Microbes & Pathogen Biology, The Institute for Global Food Security, School of Biological Sciences, Queen's University Belfast, 19 Chlorine Gardens, Belfast BT9 5DL, United Kingdom.
Microbes & Pathogen Biology, The Institute for Global Food Security, School of Biological Sciences, Queen's University Belfast, 19 Chlorine Gardens, Belfast BT9 5DL, United Kingdom.
Int J Parasitol. 2022 Jan;52(1):77-85. doi: 10.1016/j.ijpara.2021.07.002. Epub 2021 Aug 24.
Nematode parasite infections cause disease in humans and animals and threaten global food security by reducing productivity in livestock and crop farming. The escalation of anthelmintic resistance in economically important nematode parasites underscores the need for the identification of novel drug targets in these worms. Nematode neuropeptide signalling is an attractive system for chemotherapeutic exploitation, with neuropeptide G-protein coupled receptors (NP-GPCRs) representing the lead targets. In order to successfully validate NP-GPCRs for parasite control it is necessary to characterise their function and importance to nematode biology. This can be aided through identification of receptor activating ligand(s) via deorphanisation. Such efforts require the identification of all neuropeptide ligands within parasites. Here we mined the genomes of nine therapeutically relevant pathogenic nematodes to characterise the neuropeptide-like protein complements and demonstrate that: (i) parasitic nematodes possess a reduced complement of neuropeptide-like protein-encoding genes relative to Caenorhabditis elegans; (ii) parasite neuropeptide-like protein profiles are broadly conserved between nematode clades; (iii) five Ce-nlps are completely conserved across the nematode species examined; (iv) the extent and position of neuropeptide-like protein-motif conservation is variable; (v) novel RPamide-encoding genes are present in parasitic nematodes; (vi) novel Allatostatin-C-like peptide encoding genes are present in both C. elegans and parasitic nematodes; (vii) novel neuropeptide-like protein families are absent in C. elegans; and (viii) highly conserved nematode neuropeptide-like proteins are bioactive. These data highlight the complexity of nematode neuropeptide-like proteins and reveal the need for nomenclature revision in this diverse neuropeptide family. The identification of neuropeptide-like protein ligands, and characterisation of those with functional relevance, advance our understanding of neuropeptide signalling to support exploitation of the neuropeptidergic system as an anthelmintic target.
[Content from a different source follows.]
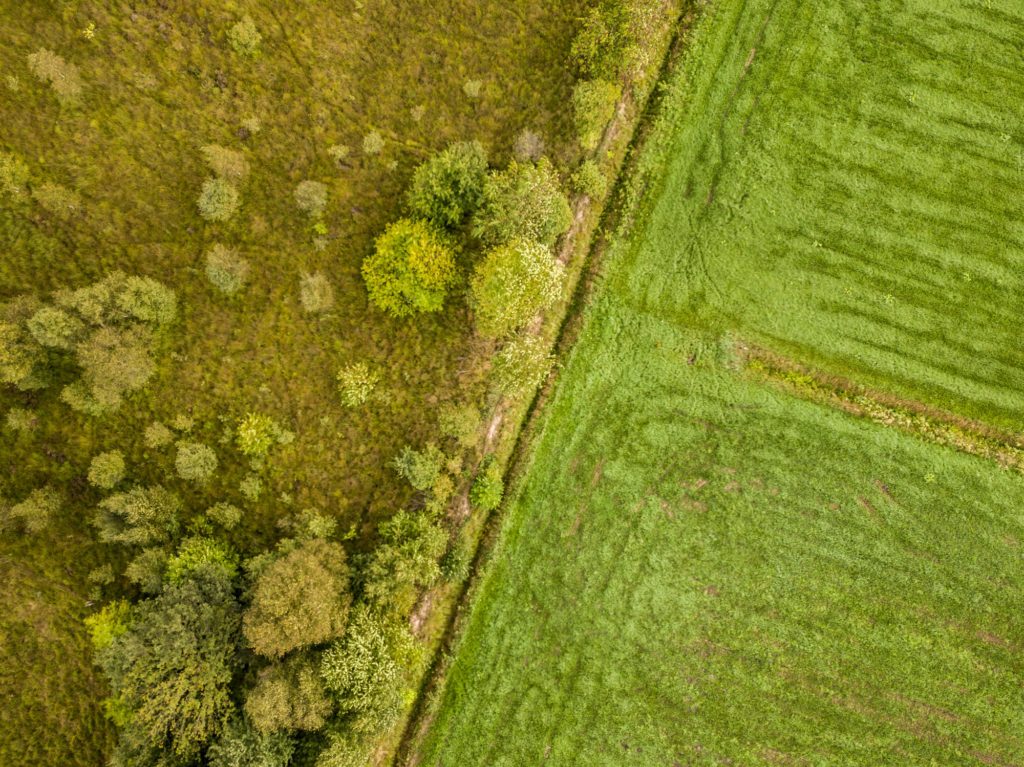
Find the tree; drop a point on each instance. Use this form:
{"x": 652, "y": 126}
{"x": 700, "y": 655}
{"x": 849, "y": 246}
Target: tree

线虫寄生虫感染会导致人类和动物患病,并通过降低牲畜和农作物养殖的生产力来威胁全球粮食安全。具有经济重要性的线虫寄生虫对抗寄生虫药物的耐药性不断升级,这突显出有必要在这些蠕虫中确定新的药物靶点。线虫神经肽信号转导是化学治疗开发的一个有吸引力的系统,神经肽 G 蛋白偶联受体 (NP-GPCR) 是主要的靶标。为了成功验证 NP-GPCR 对抗寄生虫的作用,有必要对其功能和对线虫生物学的重要性进行特征描述。通过去孤儿化来鉴定受体激活配体可以辅助这一过程。这种努力需要鉴定寄生虫内的所有神经肽配体。在这里,我们挖掘了九个具有治疗意义的致病线虫的基因组,以描述神经肽样蛋白的组成,并证明:(i)寄生线虫相对于秀丽隐杆线虫拥有较少的神经肽样蛋白编码基因;(ii)线虫类群之间的寄生虫神经肽样蛋白图谱广泛保守;(iii)五种 Ce-nlps 在研究的所有线虫物种中完全保守;(iv)神经肽样蛋白基序保守的程度和位置是可变的;(v)新型的 RPamide 编码基因存在于寄生线虫中;(vi)新型的 Allatostatin-C 样肽编码基因存在于秀丽隐杆线虫和寄生线虫中;(vii)新型的神经肽样蛋白家族在秀丽隐杆线虫中不存在;以及 (viii)高度保守的线虫神经肽样蛋白具有生物活性。这些数据突出了线虫神经肽样蛋白的复杂性,并揭示了需要对这个多样化的神经肽家族进行命名法修订。神经肽样蛋白配体的鉴定,以及对那些具有功能相关性的配体的鉴定,将推进我们对线虫神经肽信号转导的理解,以支持将神经肽系统作为一种抗寄生虫药物靶点进行开发。